通过输出梯度进行深层和复发神经网络的安全突变|ti8 竞猜雷竞技appUber工程博客雷竞技到底好不好用

雷竞技是骗人的

通过输出梯度进行深层和复发神经网络的安全突变

乔尔·雷曼（Joel Lehman），，，，杰伊·陈，，，，杰夫·克莱恩（Jeff Clune），和肯尼思·斯坦利（Kenneth O. Stanley）

2017年12月1日

抽象的

尽管神经进化（不断发展的神经网络）在从增强学习到人造生活的各个领域都有成功的往绩记录，但它很少应用于大型的深神经网络。

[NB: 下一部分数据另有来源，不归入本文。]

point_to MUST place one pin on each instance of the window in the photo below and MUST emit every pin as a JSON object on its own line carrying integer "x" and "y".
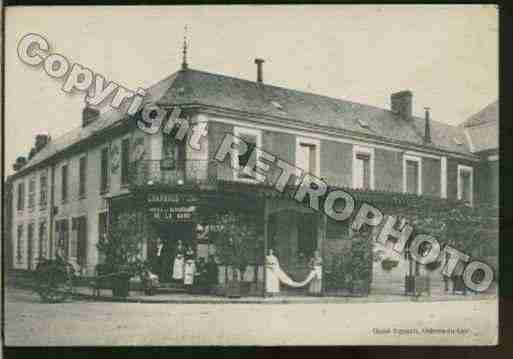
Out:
{"x": 363, "y": 167}
{"x": 244, "y": 163}
{"x": 307, "y": 235}
{"x": 465, "y": 184}
{"x": 21, "y": 196}
{"x": 43, "y": 239}
{"x": 78, "y": 240}
{"x": 102, "y": 232}
{"x": 64, "y": 183}
{"x": 104, "y": 171}
{"x": 125, "y": 160}
{"x": 308, "y": 156}
{"x": 19, "y": 244}
{"x": 43, "y": 187}
{"x": 30, "y": 245}
{"x": 412, "y": 175}
{"x": 82, "y": 177}
{"x": 32, "y": 193}
{"x": 62, "y": 231}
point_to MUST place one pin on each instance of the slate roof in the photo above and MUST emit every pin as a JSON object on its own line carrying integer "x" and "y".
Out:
{"x": 208, "y": 89}
{"x": 483, "y": 128}
{"x": 487, "y": 115}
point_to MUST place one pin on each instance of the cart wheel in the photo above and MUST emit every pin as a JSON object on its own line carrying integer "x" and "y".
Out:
{"x": 54, "y": 281}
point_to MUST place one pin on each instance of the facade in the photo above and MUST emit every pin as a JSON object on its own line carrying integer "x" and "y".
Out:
{"x": 65, "y": 195}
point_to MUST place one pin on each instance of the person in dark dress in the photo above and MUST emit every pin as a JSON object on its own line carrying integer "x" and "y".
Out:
{"x": 212, "y": 273}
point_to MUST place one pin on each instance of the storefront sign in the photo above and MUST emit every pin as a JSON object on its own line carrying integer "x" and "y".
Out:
{"x": 176, "y": 214}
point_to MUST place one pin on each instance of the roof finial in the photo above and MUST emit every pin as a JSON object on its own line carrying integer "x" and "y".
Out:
{"x": 184, "y": 52}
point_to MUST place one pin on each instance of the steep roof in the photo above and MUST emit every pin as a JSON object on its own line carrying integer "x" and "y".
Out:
{"x": 489, "y": 114}
{"x": 216, "y": 90}
{"x": 483, "y": 128}
{"x": 208, "y": 89}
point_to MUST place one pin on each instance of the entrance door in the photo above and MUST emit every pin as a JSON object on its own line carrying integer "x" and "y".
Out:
{"x": 30, "y": 246}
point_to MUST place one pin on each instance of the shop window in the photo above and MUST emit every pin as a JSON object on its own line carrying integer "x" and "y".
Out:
{"x": 21, "y": 196}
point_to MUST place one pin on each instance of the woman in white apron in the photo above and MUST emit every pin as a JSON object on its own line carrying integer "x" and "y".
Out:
{"x": 272, "y": 283}
{"x": 316, "y": 266}
{"x": 179, "y": 262}
{"x": 189, "y": 271}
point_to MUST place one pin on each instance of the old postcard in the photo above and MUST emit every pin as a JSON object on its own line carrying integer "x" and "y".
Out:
{"x": 251, "y": 175}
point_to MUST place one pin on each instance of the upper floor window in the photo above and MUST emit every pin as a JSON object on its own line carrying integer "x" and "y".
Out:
{"x": 64, "y": 183}
{"x": 20, "y": 205}
{"x": 104, "y": 170}
{"x": 32, "y": 193}
{"x": 82, "y": 177}
{"x": 465, "y": 183}
{"x": 363, "y": 167}
{"x": 43, "y": 189}
{"x": 245, "y": 161}
{"x": 19, "y": 243}
{"x": 308, "y": 155}
{"x": 43, "y": 240}
{"x": 125, "y": 160}
{"x": 62, "y": 231}
{"x": 78, "y": 242}
{"x": 412, "y": 175}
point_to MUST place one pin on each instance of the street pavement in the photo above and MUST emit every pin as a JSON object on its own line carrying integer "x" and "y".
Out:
{"x": 28, "y": 322}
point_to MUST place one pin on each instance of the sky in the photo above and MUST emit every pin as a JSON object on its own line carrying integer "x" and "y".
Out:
{"x": 446, "y": 55}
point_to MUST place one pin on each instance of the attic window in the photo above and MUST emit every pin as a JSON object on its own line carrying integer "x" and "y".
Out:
{"x": 277, "y": 105}
{"x": 362, "y": 123}
{"x": 457, "y": 141}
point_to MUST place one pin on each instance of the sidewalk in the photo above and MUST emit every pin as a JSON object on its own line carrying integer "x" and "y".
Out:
{"x": 184, "y": 298}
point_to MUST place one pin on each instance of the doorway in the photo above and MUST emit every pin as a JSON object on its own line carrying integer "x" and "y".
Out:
{"x": 170, "y": 234}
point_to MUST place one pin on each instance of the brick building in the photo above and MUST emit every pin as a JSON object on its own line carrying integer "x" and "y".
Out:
{"x": 66, "y": 192}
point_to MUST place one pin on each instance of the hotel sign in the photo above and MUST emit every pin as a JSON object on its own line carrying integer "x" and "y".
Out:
{"x": 172, "y": 207}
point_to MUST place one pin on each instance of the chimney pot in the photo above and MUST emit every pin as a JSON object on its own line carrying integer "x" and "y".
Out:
{"x": 427, "y": 129}
{"x": 259, "y": 62}
{"x": 401, "y": 103}
{"x": 89, "y": 115}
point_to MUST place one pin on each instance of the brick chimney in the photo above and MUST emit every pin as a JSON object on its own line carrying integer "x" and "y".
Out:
{"x": 89, "y": 115}
{"x": 427, "y": 128}
{"x": 41, "y": 141}
{"x": 259, "y": 63}
{"x": 401, "y": 103}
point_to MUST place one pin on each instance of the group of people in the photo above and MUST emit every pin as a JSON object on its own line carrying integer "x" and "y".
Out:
{"x": 181, "y": 266}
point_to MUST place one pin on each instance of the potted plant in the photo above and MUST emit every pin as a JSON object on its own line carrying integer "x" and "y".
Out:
{"x": 235, "y": 247}
{"x": 388, "y": 264}
{"x": 121, "y": 248}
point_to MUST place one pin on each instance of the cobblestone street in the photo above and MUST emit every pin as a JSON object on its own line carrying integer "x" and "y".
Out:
{"x": 30, "y": 322}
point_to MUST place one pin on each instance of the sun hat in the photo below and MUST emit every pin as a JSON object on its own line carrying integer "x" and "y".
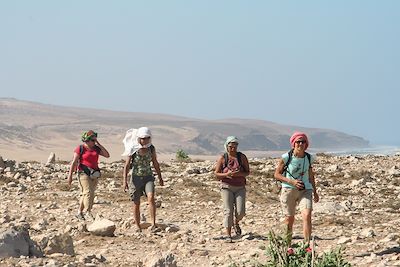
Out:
{"x": 297, "y": 135}
{"x": 86, "y": 136}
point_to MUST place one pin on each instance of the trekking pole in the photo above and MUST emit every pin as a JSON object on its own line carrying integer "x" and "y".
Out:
{"x": 312, "y": 250}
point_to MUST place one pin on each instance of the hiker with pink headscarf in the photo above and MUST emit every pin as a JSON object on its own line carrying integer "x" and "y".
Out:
{"x": 295, "y": 173}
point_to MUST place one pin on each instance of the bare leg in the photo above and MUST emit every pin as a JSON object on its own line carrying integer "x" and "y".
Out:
{"x": 152, "y": 207}
{"x": 136, "y": 213}
{"x": 306, "y": 214}
{"x": 289, "y": 220}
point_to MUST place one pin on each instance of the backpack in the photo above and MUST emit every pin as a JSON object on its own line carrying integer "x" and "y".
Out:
{"x": 290, "y": 159}
{"x": 152, "y": 148}
{"x": 226, "y": 159}
{"x": 88, "y": 171}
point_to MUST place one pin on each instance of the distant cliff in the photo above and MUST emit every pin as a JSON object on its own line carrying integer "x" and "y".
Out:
{"x": 38, "y": 127}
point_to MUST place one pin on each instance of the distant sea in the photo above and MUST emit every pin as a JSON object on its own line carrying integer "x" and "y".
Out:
{"x": 373, "y": 150}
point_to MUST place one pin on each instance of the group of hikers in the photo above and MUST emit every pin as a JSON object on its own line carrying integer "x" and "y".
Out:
{"x": 294, "y": 171}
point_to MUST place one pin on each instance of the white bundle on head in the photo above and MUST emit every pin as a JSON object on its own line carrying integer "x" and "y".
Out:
{"x": 132, "y": 140}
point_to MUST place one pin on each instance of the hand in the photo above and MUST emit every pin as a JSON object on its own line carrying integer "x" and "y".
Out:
{"x": 231, "y": 173}
{"x": 298, "y": 184}
{"x": 316, "y": 197}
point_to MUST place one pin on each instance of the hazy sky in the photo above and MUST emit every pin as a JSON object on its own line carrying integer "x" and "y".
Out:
{"x": 323, "y": 64}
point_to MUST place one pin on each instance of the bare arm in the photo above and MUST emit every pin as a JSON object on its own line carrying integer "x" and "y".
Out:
{"x": 156, "y": 166}
{"x": 72, "y": 168}
{"x": 311, "y": 176}
{"x": 126, "y": 171}
{"x": 103, "y": 151}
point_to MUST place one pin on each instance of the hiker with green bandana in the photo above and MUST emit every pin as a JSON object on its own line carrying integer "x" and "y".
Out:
{"x": 85, "y": 163}
{"x": 231, "y": 169}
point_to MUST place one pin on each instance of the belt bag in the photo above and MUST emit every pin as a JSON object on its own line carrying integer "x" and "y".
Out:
{"x": 92, "y": 173}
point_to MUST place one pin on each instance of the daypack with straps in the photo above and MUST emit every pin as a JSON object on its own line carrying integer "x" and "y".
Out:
{"x": 152, "y": 148}
{"x": 290, "y": 159}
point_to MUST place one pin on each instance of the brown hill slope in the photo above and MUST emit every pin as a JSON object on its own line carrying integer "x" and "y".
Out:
{"x": 28, "y": 128}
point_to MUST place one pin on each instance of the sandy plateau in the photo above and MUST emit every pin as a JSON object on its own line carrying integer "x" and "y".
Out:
{"x": 359, "y": 210}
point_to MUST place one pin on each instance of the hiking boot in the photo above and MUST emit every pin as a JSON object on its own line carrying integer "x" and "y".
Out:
{"x": 89, "y": 216}
{"x": 79, "y": 216}
{"x": 227, "y": 239}
{"x": 237, "y": 229}
{"x": 154, "y": 229}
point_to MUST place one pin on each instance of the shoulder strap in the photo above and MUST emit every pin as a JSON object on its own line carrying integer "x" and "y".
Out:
{"x": 290, "y": 153}
{"x": 80, "y": 151}
{"x": 225, "y": 160}
{"x": 239, "y": 157}
{"x": 309, "y": 158}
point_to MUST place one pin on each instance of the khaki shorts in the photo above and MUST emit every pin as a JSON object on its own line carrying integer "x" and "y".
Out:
{"x": 291, "y": 197}
{"x": 139, "y": 186}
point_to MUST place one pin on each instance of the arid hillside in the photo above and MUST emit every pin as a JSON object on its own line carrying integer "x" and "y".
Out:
{"x": 358, "y": 211}
{"x": 28, "y": 128}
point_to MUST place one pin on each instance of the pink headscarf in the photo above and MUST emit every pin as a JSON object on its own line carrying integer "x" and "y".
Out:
{"x": 298, "y": 135}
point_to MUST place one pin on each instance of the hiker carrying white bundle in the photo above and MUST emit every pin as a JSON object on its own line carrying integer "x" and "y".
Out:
{"x": 231, "y": 169}
{"x": 140, "y": 153}
{"x": 296, "y": 174}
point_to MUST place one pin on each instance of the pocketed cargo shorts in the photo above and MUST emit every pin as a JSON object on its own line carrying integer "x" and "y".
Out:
{"x": 141, "y": 185}
{"x": 290, "y": 198}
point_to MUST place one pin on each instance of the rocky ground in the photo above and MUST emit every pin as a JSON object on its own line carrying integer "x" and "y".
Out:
{"x": 359, "y": 207}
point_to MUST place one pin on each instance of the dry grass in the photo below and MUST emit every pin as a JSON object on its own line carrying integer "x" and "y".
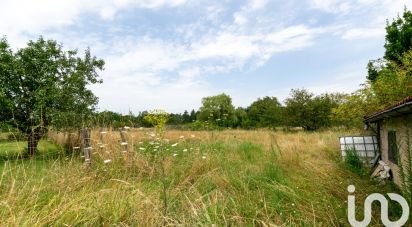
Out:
{"x": 232, "y": 177}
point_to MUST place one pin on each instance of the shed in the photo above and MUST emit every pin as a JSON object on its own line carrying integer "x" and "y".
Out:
{"x": 393, "y": 126}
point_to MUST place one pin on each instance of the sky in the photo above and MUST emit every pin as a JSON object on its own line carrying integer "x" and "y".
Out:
{"x": 169, "y": 54}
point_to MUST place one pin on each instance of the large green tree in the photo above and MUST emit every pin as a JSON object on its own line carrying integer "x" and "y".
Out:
{"x": 311, "y": 112}
{"x": 42, "y": 85}
{"x": 265, "y": 112}
{"x": 218, "y": 110}
{"x": 398, "y": 41}
{"x": 398, "y": 37}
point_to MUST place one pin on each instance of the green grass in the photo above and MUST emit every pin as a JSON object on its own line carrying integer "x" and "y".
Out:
{"x": 13, "y": 150}
{"x": 227, "y": 182}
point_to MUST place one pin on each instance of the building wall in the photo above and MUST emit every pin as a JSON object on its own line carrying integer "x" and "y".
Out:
{"x": 403, "y": 127}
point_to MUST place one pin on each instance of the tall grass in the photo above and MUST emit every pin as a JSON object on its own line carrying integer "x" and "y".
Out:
{"x": 232, "y": 177}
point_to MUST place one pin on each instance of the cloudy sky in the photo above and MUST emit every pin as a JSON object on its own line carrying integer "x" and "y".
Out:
{"x": 170, "y": 53}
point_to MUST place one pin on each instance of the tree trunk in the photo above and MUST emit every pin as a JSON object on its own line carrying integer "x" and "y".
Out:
{"x": 33, "y": 141}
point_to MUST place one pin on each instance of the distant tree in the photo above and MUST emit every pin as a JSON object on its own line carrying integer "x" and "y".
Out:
{"x": 311, "y": 112}
{"x": 394, "y": 82}
{"x": 186, "y": 117}
{"x": 193, "y": 115}
{"x": 298, "y": 109}
{"x": 217, "y": 110}
{"x": 398, "y": 37}
{"x": 175, "y": 119}
{"x": 241, "y": 118}
{"x": 42, "y": 84}
{"x": 265, "y": 112}
{"x": 398, "y": 42}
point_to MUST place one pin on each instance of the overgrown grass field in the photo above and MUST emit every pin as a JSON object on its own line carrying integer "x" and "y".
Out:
{"x": 227, "y": 178}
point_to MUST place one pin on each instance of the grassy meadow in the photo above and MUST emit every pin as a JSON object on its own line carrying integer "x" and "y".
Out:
{"x": 185, "y": 178}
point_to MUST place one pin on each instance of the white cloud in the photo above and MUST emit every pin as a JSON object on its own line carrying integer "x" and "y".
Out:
{"x": 363, "y": 33}
{"x": 332, "y": 6}
{"x": 27, "y": 16}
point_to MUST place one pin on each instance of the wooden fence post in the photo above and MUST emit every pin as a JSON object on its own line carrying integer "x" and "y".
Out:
{"x": 85, "y": 134}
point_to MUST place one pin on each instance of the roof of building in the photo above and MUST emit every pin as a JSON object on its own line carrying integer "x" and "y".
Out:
{"x": 400, "y": 108}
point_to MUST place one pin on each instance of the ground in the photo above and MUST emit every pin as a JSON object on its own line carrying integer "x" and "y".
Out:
{"x": 231, "y": 177}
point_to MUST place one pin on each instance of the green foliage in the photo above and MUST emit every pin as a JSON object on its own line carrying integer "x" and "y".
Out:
{"x": 157, "y": 118}
{"x": 218, "y": 110}
{"x": 43, "y": 85}
{"x": 398, "y": 37}
{"x": 398, "y": 42}
{"x": 304, "y": 109}
{"x": 265, "y": 112}
{"x": 354, "y": 163}
{"x": 394, "y": 82}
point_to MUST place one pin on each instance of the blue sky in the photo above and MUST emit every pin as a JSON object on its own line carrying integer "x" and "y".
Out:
{"x": 169, "y": 54}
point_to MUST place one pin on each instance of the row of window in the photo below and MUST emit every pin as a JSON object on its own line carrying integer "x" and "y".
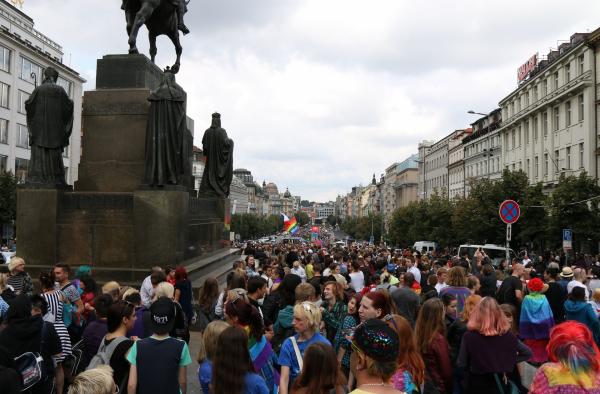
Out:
{"x": 523, "y": 129}
{"x": 481, "y": 145}
{"x": 481, "y": 168}
{"x": 545, "y": 86}
{"x": 555, "y": 162}
{"x": 30, "y": 71}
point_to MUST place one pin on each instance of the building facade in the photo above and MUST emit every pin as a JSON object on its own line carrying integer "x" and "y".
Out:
{"x": 456, "y": 168}
{"x": 24, "y": 54}
{"x": 548, "y": 126}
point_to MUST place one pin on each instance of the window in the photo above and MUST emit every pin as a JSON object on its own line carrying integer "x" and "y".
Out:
{"x": 23, "y": 96}
{"x": 4, "y": 59}
{"x": 3, "y": 131}
{"x": 22, "y": 136}
{"x": 28, "y": 68}
{"x": 4, "y": 95}
{"x": 66, "y": 85}
{"x": 21, "y": 166}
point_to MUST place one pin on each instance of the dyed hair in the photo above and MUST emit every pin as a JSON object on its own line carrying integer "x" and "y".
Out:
{"x": 510, "y": 311}
{"x": 338, "y": 290}
{"x": 470, "y": 303}
{"x": 488, "y": 319}
{"x": 232, "y": 362}
{"x": 321, "y": 373}
{"x": 381, "y": 300}
{"x": 247, "y": 315}
{"x": 210, "y": 336}
{"x": 409, "y": 358}
{"x": 457, "y": 277}
{"x": 429, "y": 323}
{"x": 572, "y": 345}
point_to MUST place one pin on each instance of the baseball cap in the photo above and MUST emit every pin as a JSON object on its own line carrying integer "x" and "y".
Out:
{"x": 567, "y": 272}
{"x": 162, "y": 315}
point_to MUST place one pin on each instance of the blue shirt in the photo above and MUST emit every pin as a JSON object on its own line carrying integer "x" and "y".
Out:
{"x": 287, "y": 355}
{"x": 205, "y": 375}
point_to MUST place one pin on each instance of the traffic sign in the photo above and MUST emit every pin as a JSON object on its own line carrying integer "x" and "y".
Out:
{"x": 567, "y": 238}
{"x": 509, "y": 211}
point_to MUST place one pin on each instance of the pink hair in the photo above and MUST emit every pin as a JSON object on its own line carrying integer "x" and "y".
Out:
{"x": 488, "y": 319}
{"x": 572, "y": 345}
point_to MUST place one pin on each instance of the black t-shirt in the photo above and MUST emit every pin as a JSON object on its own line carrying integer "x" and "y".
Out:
{"x": 119, "y": 363}
{"x": 506, "y": 292}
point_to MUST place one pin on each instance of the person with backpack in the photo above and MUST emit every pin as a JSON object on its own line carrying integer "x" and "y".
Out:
{"x": 115, "y": 345}
{"x": 158, "y": 363}
{"x": 56, "y": 304}
{"x": 27, "y": 336}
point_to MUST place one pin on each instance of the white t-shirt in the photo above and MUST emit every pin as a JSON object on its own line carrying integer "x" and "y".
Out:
{"x": 357, "y": 280}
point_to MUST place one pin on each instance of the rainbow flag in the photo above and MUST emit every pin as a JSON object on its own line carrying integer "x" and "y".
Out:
{"x": 290, "y": 225}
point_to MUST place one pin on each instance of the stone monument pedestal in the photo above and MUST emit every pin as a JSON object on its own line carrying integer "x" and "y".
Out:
{"x": 111, "y": 221}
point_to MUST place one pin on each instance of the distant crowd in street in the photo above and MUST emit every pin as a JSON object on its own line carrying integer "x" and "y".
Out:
{"x": 311, "y": 318}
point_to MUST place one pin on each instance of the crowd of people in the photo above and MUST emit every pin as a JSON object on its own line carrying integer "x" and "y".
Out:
{"x": 306, "y": 318}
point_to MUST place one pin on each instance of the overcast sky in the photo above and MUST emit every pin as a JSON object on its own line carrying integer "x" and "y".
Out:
{"x": 319, "y": 95}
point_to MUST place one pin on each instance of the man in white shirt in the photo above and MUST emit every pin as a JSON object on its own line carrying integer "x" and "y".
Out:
{"x": 578, "y": 279}
{"x": 147, "y": 289}
{"x": 411, "y": 267}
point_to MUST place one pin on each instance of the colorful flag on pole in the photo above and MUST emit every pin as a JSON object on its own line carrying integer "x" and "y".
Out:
{"x": 290, "y": 225}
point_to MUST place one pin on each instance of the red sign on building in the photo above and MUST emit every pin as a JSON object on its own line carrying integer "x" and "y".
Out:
{"x": 525, "y": 69}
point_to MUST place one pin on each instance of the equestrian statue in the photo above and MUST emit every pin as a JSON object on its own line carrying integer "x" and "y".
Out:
{"x": 160, "y": 17}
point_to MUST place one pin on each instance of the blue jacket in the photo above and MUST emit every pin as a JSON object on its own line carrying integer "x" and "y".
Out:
{"x": 583, "y": 312}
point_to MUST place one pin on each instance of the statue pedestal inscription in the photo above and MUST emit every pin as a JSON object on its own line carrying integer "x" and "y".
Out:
{"x": 110, "y": 220}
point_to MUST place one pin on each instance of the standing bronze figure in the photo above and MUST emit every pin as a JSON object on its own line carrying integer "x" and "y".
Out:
{"x": 160, "y": 17}
{"x": 218, "y": 171}
{"x": 49, "y": 123}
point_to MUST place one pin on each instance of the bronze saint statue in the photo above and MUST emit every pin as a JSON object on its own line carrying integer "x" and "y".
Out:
{"x": 49, "y": 122}
{"x": 218, "y": 170}
{"x": 160, "y": 17}
{"x": 167, "y": 156}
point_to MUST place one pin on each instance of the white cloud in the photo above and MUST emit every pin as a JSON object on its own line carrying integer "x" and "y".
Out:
{"x": 319, "y": 95}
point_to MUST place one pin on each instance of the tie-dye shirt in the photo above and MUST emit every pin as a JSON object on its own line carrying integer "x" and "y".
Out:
{"x": 554, "y": 378}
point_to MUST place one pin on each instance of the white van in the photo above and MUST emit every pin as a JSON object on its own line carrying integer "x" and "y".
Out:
{"x": 496, "y": 253}
{"x": 425, "y": 246}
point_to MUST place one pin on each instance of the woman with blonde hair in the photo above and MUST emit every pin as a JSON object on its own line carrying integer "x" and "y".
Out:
{"x": 18, "y": 279}
{"x": 207, "y": 352}
{"x": 410, "y": 374}
{"x": 306, "y": 321}
{"x": 457, "y": 286}
{"x": 431, "y": 341}
{"x": 489, "y": 351}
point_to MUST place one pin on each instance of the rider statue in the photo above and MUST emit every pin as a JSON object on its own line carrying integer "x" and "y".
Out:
{"x": 179, "y": 5}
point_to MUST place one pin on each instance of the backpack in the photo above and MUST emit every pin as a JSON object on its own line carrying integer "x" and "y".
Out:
{"x": 30, "y": 365}
{"x": 105, "y": 352}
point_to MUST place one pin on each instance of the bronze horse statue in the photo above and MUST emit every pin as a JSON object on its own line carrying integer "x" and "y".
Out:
{"x": 160, "y": 17}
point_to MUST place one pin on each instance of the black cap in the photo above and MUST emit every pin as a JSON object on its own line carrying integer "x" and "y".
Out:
{"x": 162, "y": 315}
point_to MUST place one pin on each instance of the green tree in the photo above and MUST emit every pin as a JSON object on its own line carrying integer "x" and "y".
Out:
{"x": 8, "y": 198}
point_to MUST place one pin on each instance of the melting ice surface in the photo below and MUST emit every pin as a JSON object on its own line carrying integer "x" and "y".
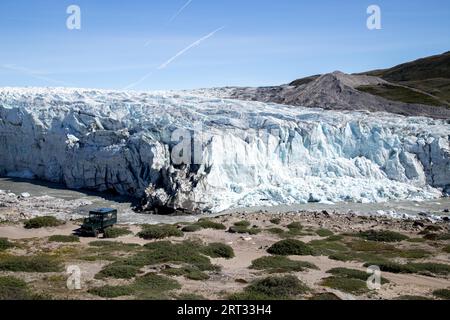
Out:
{"x": 252, "y": 153}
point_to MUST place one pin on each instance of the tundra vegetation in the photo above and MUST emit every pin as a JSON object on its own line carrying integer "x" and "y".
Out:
{"x": 167, "y": 261}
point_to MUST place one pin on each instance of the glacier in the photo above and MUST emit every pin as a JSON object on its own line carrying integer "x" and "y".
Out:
{"x": 251, "y": 153}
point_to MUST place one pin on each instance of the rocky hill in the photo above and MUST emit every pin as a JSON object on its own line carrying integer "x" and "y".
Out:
{"x": 413, "y": 89}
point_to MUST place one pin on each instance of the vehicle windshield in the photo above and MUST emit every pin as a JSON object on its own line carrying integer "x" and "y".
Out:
{"x": 95, "y": 217}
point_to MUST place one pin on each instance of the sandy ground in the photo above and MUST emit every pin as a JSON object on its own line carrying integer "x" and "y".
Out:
{"x": 235, "y": 273}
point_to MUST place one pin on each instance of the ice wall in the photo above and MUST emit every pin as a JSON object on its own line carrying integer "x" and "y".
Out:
{"x": 251, "y": 153}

一个核心原因是，尽管随机突变通常在低维度上起作用，但数千或数百万重量的随机扰动可能会破坏现有功能，即使某些单独的体重变化是有益的，也没有提供学习信号。本文提出了一种解决方案，通过引入一个安全突变（SM）操作员的家族，该家族的目标是在突变操作员本身内找到一种不会太多改变网络行为的变化程度，但仍然可以促进探索。重要的是，这些SM操作员不需要与环境的任何其他互动。The most effective SM variant capitalizes on the intriguing opportunity to scale the degree of mutation of each individual weight according to the sensitivity of the network’s outputs to that weight, which requires computing the gradient of outputs with respect to the weights (instead of the gradient of error, as in conventional deep learning). This safe mutation through gradients (SM-G) operator dramatically increases the ability of a simple genetic algorithm-based neuroevolution method to find solutions in high-dimensional domains that require deep and/or recurrent neural networks (which tend to be particularly brittle to mutation), including domains that require processing raw pixels. By improving our ability to evolve deep neural networks, this new safer approach to mutation expands the scope of domains amenable to neuroevolution.